Integrating Clinical Guidelines and AI to Improve Respiratory Failure Management
Published in Healthcare & Nursing and Computational Sciences
Why we did this study:
Acute respiratory failure is a common condition among hospitalized patients and a leading reason for ICU admission. As respiratory failure progresses, there is a continuum of respiratory support modalities administered by clinicians. Randomized controlled trials have shown that in specific populations, the type of respiratory support or oxygen modality, high flow nasal cannula (HFNC) vs non-invasive ventilation (NIV), may reduce progression to intubation and invasive mechanical ventilation (IMV) 1. However, prior trials used narrow inclusion criteria, limiting generalizability and failing to capture individualized treatment effects.

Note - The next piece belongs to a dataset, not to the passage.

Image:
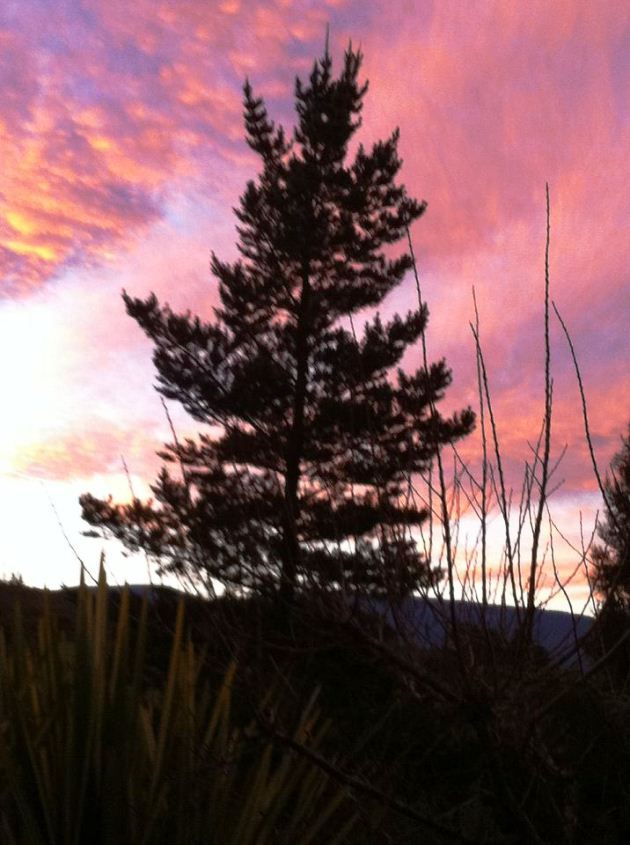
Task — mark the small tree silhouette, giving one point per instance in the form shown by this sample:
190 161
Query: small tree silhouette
319 438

In real-world practice, patients are often complex, and the decision for high flow nasal cannula versus NIV remains is often nuanced.
Our group previously developed an algorithm (RepFlow-CFR) that estimates patient specific outcomes under HFNC and NIV, adjusting for confounders, to predict which respiratory support modality is likely to reduce an individual patient’s risk of progressing to IMV2-4. Although such tools could support clinical decision making, barriers to implementation still exist. One important barrier is clinician acceptance and trust. Model outputs often appear to function like a “black box”, which makes interpretation difficult. Because clinical practice guidelines continue to shape physician decision-making, any discordance between algorithmic recommendations and guideline-based standards of care prevents adoption.
What we did:
To address this challenge, we integrated a large language model (LLM) into our decision pipeline as a guideline-aware, explainable reasoning layer. Using clinician notes and clinical data, we designed the LLM to interpret and refine the RepFlow-CFR predictions through the lens of established, physician-accepted practice guidelines.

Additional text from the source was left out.